NO FINAL de semana passado, o psicólogo Alexandre Chut plantava mudas de árvores nas áridas e cinzentas calçadas das ruas da Vila Buarque, tomadas, na madrugada, por prostitutas e travestis. Essa microscópica ofensiva contra o aquecimento global, que reúne a elite política mundial em Copenhague, tinha um certo gosto de vingança. "Plantar em São Paulo já me deu muito aborrecimento."
Muitas das árvores que espalhava pela cidade eram arrancadas pelo poder público. Mas, agora, não só ele está no governo, mas é responsável por projetos de educação ambiental.

 

Formado em psicologia, Alexandre se embrenhou na medicina chinesa e diplomou-se em acupuntura, em meio a cursos de massagem. Toda essa mistura levou-o a ganhar a vida, em seu consultório, como psicoterapeuta corporal. Foi fazendo essas escolhas em suas viagens dentro e fora do Brasil, nas quais combinava natureza, meditação e estudos da psicologia alternativa.
Desde a juventude, desenvolveu uma mistura de hobby com ativismo ecológico, montado em uma mobilete -um misto de moto com bicicleta. Munido de mudas e de uma escavadeira, plantava centenas de árvores e, sempre que podia, acompanha seu crescimento. Muitas delas eram depredadas e arrancadas, às vezes, até pela prefeitura. "Eu sentia que cuidar da natureza era uma extensão do meu trabalho terapêutico.
Cada árvore que eu plantava era, de certa forma, como se eu colocasse uma agulha no corpo da cidade."
Plantava em todos os lugares por onde viajava, especialmente no litoral norte de São Paulo, sempre acompanhado da escavadeira. "É uma delícia voltar e ver, no caminho, a árvore grande, crescendo."

 

Com o tempo, a dedicação foi aumentando. Comprou um pedaço de mata na serra da Mantiqueira, em Minas Gerais, com nascentes e rios.
Estava com a vida razoavelmente acertada, dividida entre o consultório e as viagens pelo litoral, quando recebeu o convite para ser, pelo menos por um tempo, funcionário público.

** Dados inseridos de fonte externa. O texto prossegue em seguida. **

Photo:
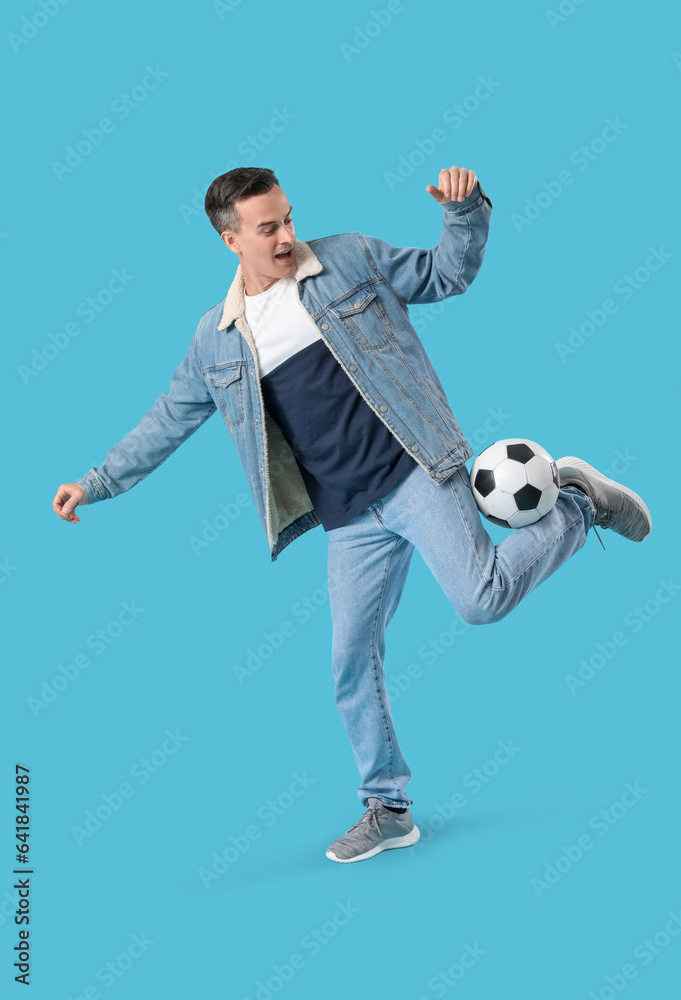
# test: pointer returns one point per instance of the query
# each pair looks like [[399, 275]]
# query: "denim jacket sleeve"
[[171, 420], [421, 276]]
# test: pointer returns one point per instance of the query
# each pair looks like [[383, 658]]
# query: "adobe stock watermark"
[[111, 972], [302, 610], [634, 621], [268, 813], [601, 823], [311, 944], [473, 781], [224, 7], [98, 642], [87, 310], [34, 23], [645, 952], [442, 982], [142, 771], [248, 149], [120, 108], [625, 288], [214, 528], [580, 158], [454, 116]]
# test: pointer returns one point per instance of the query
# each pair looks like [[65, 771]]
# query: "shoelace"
[[598, 536], [369, 817]]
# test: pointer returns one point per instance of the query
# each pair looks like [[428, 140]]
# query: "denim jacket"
[[356, 289]]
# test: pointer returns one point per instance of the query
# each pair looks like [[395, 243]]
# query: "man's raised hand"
[[67, 498], [454, 184]]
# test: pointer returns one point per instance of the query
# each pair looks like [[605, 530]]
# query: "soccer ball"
[[514, 482]]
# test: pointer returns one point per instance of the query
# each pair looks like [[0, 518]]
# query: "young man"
[[339, 419]]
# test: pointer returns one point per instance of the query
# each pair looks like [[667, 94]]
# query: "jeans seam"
[[375, 663], [541, 554], [465, 524]]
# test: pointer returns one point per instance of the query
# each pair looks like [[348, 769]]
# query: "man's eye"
[[268, 232]]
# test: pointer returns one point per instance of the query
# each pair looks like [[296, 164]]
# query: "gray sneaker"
[[379, 829], [617, 507]]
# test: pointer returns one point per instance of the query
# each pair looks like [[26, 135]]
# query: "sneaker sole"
[[388, 845], [578, 463]]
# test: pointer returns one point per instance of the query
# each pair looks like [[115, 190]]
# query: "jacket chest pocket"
[[364, 316], [226, 385]]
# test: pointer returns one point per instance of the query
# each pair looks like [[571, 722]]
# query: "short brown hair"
[[226, 189]]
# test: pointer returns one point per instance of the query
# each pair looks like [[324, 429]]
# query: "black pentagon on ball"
[[520, 452], [527, 498], [498, 520], [484, 482]]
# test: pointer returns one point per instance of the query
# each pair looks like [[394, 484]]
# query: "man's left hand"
[[455, 184]]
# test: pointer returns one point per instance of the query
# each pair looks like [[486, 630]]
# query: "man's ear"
[[229, 239]]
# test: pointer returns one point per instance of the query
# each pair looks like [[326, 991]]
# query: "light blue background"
[[355, 115]]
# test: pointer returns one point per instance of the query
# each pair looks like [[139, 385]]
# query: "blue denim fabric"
[[356, 289], [368, 561]]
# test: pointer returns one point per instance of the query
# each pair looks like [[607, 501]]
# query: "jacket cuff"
[[458, 207], [94, 487]]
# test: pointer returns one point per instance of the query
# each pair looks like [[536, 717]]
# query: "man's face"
[[266, 230]]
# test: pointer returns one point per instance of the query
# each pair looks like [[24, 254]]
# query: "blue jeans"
[[368, 561]]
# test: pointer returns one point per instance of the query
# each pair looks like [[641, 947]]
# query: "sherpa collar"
[[307, 264]]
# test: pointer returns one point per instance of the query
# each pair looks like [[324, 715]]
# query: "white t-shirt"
[[281, 325]]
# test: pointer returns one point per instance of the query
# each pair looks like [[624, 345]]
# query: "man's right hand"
[[68, 496]]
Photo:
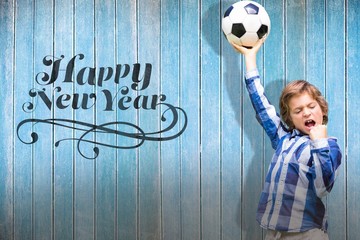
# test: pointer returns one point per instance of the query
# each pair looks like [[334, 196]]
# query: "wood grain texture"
[[203, 184]]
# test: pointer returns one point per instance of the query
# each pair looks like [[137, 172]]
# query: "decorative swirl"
[[109, 128]]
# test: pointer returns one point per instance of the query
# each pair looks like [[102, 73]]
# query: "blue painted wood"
[[202, 185], [84, 169], [7, 118], [23, 160], [64, 160], [149, 153], [170, 150], [336, 97], [210, 121], [128, 161], [352, 139], [190, 101], [106, 162], [43, 158]]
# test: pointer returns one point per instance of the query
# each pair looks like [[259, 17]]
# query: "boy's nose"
[[306, 112]]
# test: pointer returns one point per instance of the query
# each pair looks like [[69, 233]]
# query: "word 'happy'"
[[116, 97]]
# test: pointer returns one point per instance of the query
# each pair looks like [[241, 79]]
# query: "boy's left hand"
[[318, 131]]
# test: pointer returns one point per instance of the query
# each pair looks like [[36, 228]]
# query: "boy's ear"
[[325, 119]]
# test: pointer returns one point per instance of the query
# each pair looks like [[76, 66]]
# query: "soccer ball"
[[245, 22]]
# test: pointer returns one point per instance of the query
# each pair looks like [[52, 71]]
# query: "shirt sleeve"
[[265, 112], [326, 156]]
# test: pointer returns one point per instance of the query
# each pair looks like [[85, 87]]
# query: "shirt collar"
[[295, 133]]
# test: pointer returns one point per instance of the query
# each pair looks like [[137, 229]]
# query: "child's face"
[[305, 112]]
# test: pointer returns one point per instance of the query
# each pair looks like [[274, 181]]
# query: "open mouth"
[[310, 123]]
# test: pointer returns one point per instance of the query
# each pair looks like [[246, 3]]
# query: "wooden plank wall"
[[204, 183]]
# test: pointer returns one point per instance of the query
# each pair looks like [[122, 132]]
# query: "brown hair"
[[299, 87]]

Aceitou e, neste ano, a ecologia virou profissão. Deixou seu consultório apenas para sessões noturnas e colocou o pé nas calçadas.
Foi convidado pela Secretaria Municipal do Verde e do Meio Ambiente para realizar educação ambiental e decidiu concentrar suas ações nas calçadas. "Aprendi que, se educarmos os moradores, ensinando a cuidar da árvore, a destruição diminui."

 

No caso da Vila Buarque, com suas noites agitadas, espera contar com a colaboração de seus frequentadores noturnos, travestis e prostitutas -é, no mínimo, um bom laboratório de preservação ambiental.